Our driver Higashi had a 10-minute qualifying session to decide his position on the grid. Considering the traffic and that I had forgotten to turn off the rev limited, he did well to qualify second. Lunch break Before the racing began, Rover Japan sponsored some interesting on-track activities. Four new Minis were brought out and four teams then tried to squeeze as many people as they could into each Mini, and still shut the doors and trunk. I was rooting for the Rover Japan factory team the only all-girl team. But they only stuffed 16 people into the car—the winning team had 18.

Then, Rover rolled out a new Mini and gave it away in a drawing. Not a bad deal for simply buying a ticket to a car race. Finally, there was a radio-controlled Mini race which several of the race teams entered with cars painted just like their race cars. It was a great idea to get kids involved at the track.


Finally, it was showdown time. The cars were pushed out to the main straight and placed in their stating positions, three abreast on the front row, two per row from then on.

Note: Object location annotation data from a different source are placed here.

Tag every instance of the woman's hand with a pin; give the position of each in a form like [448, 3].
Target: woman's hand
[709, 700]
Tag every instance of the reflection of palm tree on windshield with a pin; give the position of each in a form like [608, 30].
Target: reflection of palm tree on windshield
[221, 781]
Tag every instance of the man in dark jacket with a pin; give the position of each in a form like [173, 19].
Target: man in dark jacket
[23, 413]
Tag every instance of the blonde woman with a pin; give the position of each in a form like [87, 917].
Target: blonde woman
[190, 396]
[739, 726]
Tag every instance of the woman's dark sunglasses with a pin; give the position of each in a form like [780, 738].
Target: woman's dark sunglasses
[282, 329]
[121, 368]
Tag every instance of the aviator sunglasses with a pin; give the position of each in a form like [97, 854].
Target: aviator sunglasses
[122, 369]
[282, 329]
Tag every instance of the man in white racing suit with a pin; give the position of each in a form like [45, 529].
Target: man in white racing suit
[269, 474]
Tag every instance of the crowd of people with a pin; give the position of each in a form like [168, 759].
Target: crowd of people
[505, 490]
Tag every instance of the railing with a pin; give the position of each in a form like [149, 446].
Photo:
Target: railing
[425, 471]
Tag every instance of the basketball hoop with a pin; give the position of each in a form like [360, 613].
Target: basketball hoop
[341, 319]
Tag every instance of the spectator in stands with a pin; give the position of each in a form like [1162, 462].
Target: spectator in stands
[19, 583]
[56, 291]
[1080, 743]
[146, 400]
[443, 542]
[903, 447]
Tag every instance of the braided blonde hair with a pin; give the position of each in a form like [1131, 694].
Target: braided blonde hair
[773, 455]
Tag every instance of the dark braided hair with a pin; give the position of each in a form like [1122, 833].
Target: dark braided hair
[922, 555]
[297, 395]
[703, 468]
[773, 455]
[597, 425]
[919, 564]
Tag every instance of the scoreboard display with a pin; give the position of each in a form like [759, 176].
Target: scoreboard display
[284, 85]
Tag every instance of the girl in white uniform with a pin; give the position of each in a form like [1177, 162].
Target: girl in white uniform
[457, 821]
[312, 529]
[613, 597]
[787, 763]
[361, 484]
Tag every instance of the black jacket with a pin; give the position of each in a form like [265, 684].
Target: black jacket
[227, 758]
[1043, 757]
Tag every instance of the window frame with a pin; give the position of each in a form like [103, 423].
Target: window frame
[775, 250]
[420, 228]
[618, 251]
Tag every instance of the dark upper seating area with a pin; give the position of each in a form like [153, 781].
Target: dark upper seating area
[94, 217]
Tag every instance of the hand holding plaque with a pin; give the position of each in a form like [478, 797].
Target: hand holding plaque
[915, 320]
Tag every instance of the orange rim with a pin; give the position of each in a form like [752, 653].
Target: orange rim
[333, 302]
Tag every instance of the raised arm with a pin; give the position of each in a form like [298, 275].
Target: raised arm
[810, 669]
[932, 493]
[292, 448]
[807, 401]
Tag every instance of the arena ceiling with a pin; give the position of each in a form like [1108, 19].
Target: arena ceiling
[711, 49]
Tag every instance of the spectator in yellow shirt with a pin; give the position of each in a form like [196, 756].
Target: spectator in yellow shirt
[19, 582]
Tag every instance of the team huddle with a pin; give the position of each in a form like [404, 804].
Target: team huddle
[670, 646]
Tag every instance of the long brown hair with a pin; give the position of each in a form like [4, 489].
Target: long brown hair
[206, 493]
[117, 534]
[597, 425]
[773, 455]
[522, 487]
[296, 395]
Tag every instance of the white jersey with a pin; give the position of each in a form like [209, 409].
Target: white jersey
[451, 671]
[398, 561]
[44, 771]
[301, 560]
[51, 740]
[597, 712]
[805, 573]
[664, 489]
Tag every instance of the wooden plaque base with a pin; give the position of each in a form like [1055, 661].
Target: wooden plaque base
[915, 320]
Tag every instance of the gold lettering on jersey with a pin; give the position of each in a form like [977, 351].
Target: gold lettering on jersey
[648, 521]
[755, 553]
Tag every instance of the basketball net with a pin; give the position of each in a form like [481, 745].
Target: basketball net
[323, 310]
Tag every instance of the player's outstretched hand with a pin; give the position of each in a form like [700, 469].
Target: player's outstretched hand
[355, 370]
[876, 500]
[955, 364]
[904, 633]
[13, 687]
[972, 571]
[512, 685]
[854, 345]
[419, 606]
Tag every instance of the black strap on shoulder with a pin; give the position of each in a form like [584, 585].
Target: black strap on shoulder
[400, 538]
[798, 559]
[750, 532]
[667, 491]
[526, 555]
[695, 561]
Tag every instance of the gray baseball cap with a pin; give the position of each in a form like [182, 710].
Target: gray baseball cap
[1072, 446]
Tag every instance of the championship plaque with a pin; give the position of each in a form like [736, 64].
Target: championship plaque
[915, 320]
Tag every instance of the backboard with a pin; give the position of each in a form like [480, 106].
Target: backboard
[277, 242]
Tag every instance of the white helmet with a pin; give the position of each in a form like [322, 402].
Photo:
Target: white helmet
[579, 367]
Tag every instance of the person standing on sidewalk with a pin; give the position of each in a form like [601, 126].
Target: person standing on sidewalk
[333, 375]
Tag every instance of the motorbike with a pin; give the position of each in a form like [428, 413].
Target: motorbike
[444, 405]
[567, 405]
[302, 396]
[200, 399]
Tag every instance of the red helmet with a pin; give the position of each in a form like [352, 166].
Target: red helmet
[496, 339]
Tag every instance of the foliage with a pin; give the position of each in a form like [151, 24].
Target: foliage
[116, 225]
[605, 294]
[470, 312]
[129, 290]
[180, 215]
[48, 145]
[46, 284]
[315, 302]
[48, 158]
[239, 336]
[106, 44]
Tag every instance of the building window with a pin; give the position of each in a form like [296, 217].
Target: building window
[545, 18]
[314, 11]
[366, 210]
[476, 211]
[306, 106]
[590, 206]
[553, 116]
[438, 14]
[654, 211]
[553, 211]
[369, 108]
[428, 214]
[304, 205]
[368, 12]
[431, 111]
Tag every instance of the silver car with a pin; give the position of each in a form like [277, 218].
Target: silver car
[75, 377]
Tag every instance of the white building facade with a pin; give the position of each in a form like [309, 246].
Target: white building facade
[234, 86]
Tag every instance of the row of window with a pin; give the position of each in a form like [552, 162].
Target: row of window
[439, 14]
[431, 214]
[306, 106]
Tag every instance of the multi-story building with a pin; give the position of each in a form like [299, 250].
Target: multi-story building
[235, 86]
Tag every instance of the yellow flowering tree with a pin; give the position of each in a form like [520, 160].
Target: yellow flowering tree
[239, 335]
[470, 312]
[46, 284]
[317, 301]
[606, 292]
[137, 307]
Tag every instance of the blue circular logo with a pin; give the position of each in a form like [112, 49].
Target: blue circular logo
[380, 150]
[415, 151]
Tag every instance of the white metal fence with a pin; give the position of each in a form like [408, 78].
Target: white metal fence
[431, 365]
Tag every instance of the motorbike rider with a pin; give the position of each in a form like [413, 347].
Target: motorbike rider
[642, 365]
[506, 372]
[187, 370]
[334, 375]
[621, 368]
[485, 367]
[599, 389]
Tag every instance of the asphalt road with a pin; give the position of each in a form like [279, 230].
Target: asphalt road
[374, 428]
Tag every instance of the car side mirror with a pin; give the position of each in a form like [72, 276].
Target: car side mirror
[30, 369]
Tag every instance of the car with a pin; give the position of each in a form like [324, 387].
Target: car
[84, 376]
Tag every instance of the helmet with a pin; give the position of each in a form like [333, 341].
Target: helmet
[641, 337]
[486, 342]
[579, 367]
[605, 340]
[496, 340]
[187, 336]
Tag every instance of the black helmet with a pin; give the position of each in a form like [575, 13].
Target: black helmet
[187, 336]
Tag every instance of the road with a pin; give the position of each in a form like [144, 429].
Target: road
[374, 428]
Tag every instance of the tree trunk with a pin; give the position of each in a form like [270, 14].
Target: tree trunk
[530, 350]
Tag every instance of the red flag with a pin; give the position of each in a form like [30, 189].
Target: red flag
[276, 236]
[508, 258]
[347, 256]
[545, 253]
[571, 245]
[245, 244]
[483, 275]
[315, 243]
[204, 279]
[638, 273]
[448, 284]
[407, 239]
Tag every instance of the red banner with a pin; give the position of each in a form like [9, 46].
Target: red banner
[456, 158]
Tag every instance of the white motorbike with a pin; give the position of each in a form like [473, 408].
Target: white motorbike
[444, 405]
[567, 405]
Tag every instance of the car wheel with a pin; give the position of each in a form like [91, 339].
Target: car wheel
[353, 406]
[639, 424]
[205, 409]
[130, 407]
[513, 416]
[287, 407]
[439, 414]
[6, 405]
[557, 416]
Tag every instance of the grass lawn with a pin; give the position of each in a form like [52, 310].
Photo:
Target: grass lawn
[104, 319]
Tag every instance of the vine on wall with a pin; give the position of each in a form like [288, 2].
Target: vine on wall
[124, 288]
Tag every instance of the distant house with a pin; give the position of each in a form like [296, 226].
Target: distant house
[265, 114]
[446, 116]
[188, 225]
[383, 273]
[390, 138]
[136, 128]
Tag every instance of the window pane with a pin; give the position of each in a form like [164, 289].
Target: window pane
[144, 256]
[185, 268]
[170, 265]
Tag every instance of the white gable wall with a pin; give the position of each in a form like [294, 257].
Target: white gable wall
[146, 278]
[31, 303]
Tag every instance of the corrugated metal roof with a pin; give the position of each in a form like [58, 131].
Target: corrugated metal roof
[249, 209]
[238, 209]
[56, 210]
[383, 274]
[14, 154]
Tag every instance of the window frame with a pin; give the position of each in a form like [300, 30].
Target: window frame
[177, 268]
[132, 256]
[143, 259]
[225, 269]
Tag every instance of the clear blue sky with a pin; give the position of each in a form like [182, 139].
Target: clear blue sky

The five-minute board was displayed by one of the race queens, and the grid was cleared. The engines started, and I went up to the observation deck above the garages. I was just in time to see the green flag wave, which started the cars on a reconnaissance lap. The cars drove around the final turn, followed by the safety car, and stopped. The grid steward, at the rear of the field, waved a flag, turning the race over to the starter. In a matter of seconds, the starting lights went red, then green, and the race was on.

As expected, the Fortech Mini had a really bad start and fell back to the middle of the pack. Racing for Turn One, a long sweeping 180-degree corner, Higashi was holding his starting position in the middle of the track, when another Mini drove up on the inside and hit the right front wheel. Higashi was knocked off the track and the steering arm was bent—our race was over.

So, before we knew it, our first trip to Japan had come to an end, and we were heading back to California. Marcia, Kohei, and I all had made many new friends, thanks to the Japanese people who went out of their way to make us feel at home.

The Fortech team was really down about the way the first trip ended. So many people had put so much effort into making this trip a success. The only thing we could do was try again.


Fortech Mini always attracted a crowd of polite Japanese fans, especially when SCCA decals were given away
Fortech Mini always attracted a crowd of polite Japanese fans, especially when SCCA decals were given away.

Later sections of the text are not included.